Limitations & Future Work

  1. Uncertain performance in the wild: Due to the distribution of existing datasets (predominantly studio settings), performance may degrade under extreme lighting or heavy occlusion.
  2. No layered try-on support: The framework cannot handle garment layering (e.g., a jacket over an inner shirt).
  3. No text-editable try-on: Garment attributes cannot be modified via textual descriptions (e.g., "change to red").

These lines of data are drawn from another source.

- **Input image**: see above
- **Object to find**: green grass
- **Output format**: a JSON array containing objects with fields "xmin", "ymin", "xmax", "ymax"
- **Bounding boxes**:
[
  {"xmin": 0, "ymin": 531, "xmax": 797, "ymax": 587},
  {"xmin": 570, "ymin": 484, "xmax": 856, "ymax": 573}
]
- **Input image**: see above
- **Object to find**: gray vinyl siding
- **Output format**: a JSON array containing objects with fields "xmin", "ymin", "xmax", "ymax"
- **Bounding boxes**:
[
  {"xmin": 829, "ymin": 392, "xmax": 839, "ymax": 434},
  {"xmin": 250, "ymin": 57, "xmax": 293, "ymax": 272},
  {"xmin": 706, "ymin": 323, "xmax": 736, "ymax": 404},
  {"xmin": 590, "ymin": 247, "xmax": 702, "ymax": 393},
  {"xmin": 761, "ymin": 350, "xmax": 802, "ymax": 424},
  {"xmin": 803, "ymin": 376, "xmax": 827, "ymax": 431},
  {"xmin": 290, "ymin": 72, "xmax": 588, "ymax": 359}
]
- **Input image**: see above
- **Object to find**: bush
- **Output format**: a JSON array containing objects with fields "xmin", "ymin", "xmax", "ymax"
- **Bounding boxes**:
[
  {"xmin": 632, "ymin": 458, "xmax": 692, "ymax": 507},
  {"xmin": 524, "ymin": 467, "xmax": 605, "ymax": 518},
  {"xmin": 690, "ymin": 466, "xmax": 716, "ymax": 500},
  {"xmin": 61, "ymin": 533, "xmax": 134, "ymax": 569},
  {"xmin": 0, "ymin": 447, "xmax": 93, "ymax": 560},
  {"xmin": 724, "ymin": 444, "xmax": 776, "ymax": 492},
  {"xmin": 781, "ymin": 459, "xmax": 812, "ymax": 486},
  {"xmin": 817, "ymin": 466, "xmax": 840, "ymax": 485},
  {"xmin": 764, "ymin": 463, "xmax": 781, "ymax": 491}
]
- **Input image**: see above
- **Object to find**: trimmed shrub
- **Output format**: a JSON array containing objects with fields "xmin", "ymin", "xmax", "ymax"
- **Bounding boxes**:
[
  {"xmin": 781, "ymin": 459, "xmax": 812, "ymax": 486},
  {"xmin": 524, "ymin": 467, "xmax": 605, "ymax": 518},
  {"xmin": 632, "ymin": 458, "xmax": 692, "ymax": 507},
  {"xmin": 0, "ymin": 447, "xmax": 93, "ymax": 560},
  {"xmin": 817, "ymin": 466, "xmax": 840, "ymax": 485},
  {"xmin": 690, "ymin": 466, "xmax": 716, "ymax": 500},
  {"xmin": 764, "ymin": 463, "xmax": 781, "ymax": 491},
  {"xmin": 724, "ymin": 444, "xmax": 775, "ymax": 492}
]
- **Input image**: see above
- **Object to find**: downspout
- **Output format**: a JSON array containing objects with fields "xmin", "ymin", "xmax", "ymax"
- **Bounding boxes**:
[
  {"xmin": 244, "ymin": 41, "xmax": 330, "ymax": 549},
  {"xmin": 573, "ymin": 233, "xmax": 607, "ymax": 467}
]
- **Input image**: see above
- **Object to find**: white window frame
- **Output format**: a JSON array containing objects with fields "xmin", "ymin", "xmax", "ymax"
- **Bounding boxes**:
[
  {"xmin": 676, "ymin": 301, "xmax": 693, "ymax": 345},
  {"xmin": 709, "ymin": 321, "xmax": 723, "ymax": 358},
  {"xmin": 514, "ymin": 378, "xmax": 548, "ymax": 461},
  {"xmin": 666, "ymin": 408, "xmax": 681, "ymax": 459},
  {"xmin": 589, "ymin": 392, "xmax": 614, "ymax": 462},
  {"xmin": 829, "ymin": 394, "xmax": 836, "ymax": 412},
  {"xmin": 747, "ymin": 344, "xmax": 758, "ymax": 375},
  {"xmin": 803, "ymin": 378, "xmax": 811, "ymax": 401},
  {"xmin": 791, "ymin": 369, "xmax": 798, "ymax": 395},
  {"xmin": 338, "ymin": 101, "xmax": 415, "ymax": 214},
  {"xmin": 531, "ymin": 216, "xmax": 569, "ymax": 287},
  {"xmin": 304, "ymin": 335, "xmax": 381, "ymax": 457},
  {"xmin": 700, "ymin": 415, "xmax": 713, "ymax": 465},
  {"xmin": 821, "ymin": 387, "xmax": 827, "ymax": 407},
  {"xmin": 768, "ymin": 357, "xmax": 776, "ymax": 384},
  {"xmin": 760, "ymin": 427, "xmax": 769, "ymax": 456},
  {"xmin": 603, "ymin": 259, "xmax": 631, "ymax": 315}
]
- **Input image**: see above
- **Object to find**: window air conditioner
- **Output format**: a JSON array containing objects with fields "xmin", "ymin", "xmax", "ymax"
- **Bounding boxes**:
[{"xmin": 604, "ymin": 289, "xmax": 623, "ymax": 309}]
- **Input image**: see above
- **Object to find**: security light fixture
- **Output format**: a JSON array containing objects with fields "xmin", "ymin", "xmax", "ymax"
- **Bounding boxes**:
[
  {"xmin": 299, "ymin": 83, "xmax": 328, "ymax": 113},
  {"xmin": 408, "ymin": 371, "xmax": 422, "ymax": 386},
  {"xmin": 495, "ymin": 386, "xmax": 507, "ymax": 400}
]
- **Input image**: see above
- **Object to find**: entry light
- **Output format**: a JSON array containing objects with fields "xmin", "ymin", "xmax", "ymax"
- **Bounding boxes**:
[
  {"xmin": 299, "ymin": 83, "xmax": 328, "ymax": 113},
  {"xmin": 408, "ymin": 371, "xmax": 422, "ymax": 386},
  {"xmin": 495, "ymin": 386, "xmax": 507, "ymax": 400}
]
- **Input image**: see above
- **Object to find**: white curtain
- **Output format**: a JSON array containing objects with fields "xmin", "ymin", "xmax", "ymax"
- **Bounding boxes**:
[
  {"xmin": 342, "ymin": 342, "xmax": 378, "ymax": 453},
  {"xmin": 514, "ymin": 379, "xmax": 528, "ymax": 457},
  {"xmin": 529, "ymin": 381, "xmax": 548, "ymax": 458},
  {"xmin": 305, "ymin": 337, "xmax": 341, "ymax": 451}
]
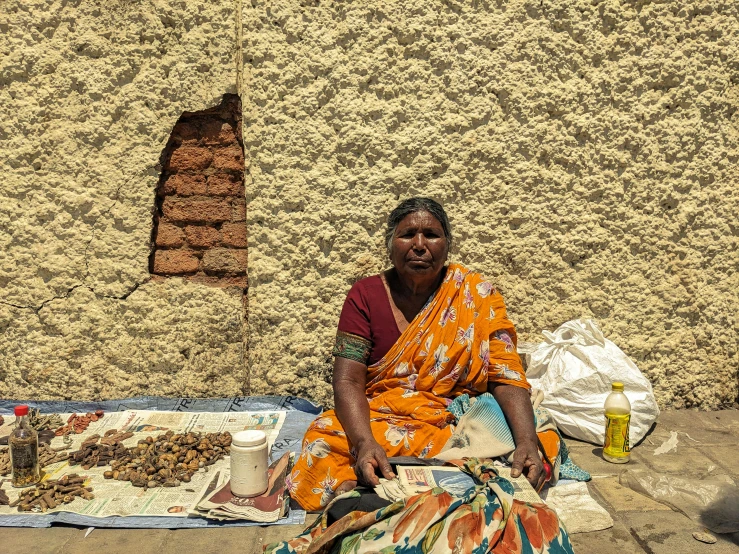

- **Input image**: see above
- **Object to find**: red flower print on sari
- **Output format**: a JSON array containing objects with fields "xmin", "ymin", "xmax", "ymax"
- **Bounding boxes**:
[
  {"xmin": 392, "ymin": 489, "xmax": 453, "ymax": 542},
  {"xmin": 513, "ymin": 501, "xmax": 561, "ymax": 550},
  {"xmin": 446, "ymin": 500, "xmax": 486, "ymax": 553}
]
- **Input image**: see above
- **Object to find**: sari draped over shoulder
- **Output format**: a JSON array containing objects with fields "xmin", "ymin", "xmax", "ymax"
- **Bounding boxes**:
[{"xmin": 289, "ymin": 264, "xmax": 529, "ymax": 512}]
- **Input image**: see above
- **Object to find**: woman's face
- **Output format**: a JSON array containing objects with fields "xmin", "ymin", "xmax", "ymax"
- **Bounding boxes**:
[{"xmin": 390, "ymin": 210, "xmax": 449, "ymax": 280}]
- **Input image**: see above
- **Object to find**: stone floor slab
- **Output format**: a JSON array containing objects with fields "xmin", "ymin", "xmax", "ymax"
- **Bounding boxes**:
[
  {"xmin": 633, "ymin": 446, "xmax": 730, "ymax": 479},
  {"xmin": 588, "ymin": 476, "xmax": 673, "ymax": 513},
  {"xmin": 621, "ymin": 510, "xmax": 739, "ymax": 554},
  {"xmin": 703, "ymin": 446, "xmax": 739, "ymax": 480},
  {"xmin": 565, "ymin": 443, "xmax": 651, "ymax": 476},
  {"xmin": 1, "ymin": 527, "xmax": 78, "ymax": 554},
  {"xmin": 568, "ymin": 520, "xmax": 646, "ymax": 553},
  {"xmin": 159, "ymin": 518, "xmax": 315, "ymax": 554},
  {"xmin": 646, "ymin": 411, "xmax": 739, "ymax": 445},
  {"xmin": 59, "ymin": 528, "xmax": 170, "ymax": 554}
]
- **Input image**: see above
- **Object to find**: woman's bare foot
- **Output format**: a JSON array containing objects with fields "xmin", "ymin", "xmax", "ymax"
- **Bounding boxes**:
[{"xmin": 335, "ymin": 480, "xmax": 358, "ymax": 496}]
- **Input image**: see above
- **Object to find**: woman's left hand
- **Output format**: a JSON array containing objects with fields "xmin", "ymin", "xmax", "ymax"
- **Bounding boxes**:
[{"xmin": 510, "ymin": 439, "xmax": 546, "ymax": 492}]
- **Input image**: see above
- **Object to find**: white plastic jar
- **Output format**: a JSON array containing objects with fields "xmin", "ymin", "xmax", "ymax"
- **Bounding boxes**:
[{"xmin": 230, "ymin": 430, "xmax": 269, "ymax": 497}]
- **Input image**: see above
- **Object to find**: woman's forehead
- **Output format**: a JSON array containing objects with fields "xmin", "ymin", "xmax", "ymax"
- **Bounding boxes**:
[{"xmin": 396, "ymin": 210, "xmax": 444, "ymax": 230}]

  4. Self-synthesized data quality: Despite DreamSim + Qwen2.5-VL filtering, distributional bias in synthesized data may limit generalization.

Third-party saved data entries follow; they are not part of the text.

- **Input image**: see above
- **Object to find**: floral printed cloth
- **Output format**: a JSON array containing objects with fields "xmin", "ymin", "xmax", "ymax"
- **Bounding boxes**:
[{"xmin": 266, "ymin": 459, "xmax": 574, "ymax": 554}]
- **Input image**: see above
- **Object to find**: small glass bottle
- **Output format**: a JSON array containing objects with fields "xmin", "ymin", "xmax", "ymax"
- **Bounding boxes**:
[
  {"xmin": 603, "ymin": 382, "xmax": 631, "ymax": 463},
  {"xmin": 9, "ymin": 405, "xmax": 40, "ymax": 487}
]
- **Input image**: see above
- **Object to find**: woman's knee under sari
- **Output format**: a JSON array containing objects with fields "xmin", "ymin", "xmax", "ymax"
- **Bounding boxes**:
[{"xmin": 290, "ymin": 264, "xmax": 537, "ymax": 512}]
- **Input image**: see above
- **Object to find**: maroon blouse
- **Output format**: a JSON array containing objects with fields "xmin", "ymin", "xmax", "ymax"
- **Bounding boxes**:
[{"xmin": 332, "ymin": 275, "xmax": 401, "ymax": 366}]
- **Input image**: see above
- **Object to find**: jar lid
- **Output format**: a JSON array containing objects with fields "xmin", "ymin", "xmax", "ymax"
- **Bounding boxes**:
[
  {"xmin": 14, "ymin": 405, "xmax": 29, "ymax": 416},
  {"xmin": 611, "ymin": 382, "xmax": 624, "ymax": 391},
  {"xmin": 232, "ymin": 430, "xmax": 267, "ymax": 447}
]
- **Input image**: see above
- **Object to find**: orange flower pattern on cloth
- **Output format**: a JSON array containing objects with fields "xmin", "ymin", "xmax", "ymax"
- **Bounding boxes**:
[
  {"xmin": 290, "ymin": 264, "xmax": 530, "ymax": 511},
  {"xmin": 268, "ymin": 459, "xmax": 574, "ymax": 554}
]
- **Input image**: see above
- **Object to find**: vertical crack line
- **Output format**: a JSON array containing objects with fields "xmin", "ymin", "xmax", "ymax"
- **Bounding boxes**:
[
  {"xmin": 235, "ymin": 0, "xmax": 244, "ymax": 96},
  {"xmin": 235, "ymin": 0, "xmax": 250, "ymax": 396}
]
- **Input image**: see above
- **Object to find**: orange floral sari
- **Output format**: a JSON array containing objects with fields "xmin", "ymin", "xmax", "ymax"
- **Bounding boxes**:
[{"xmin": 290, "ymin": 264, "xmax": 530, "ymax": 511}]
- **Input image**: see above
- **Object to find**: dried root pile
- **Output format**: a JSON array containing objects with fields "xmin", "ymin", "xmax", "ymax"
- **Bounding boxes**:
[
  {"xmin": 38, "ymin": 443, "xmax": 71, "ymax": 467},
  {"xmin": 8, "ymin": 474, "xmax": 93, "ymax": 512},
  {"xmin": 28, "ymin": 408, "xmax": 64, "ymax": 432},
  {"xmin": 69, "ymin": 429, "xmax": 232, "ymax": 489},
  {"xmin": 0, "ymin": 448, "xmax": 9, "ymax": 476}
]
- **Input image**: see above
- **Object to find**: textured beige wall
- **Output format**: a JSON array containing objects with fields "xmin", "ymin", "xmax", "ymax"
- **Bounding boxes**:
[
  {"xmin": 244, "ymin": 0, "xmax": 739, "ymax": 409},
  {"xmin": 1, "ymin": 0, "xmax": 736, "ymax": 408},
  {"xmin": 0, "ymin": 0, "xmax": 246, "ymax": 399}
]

  5. High computational cost: The combination of MLLM (Qwen2-VL-2B) and DiT (SD3.5-Medium) may incur substantial inference overhead.
  • CatVTON / FitDiT: DiT-based single-task VTON methods; UniFit extends these to multi-task settings.
  • Any2AnyTryon: The closest prior work to universal VTON, but lacking multi-garment and model-to-model support, with weaker text instruction following.
  • DreamO: Source of inspiration for the spatial attention focusing loss.
  • Qwen2-VL: The MLLM backbone adopted by UniFit, providing multimodal understanding capabilities.
  • Insight: MLLMs can serve not only for understanding and generation, but also as "semantic bridges" connecting different modalities to guide generative models.

Rating

  • Novelty: ⭐⭐⭐⭐ (The integration of MLLM with VTON is novel; the self-synthesis training is also highly creative.)
  • Experimental Thoroughness: ⭐⭐⭐⭐⭐ (Comprehensive evaluation across 6 tasks, multiple datasets, and complete ablations.)
  • Writing Quality: ⭐⭐⭐⭐ (Clear structure, rich illustrations, well-defined problem formulation.)
  • Value: ⭐⭐⭐⭐⭐ (The first universal framework supporting 6 VTON tasks, with extremely high practical utility.)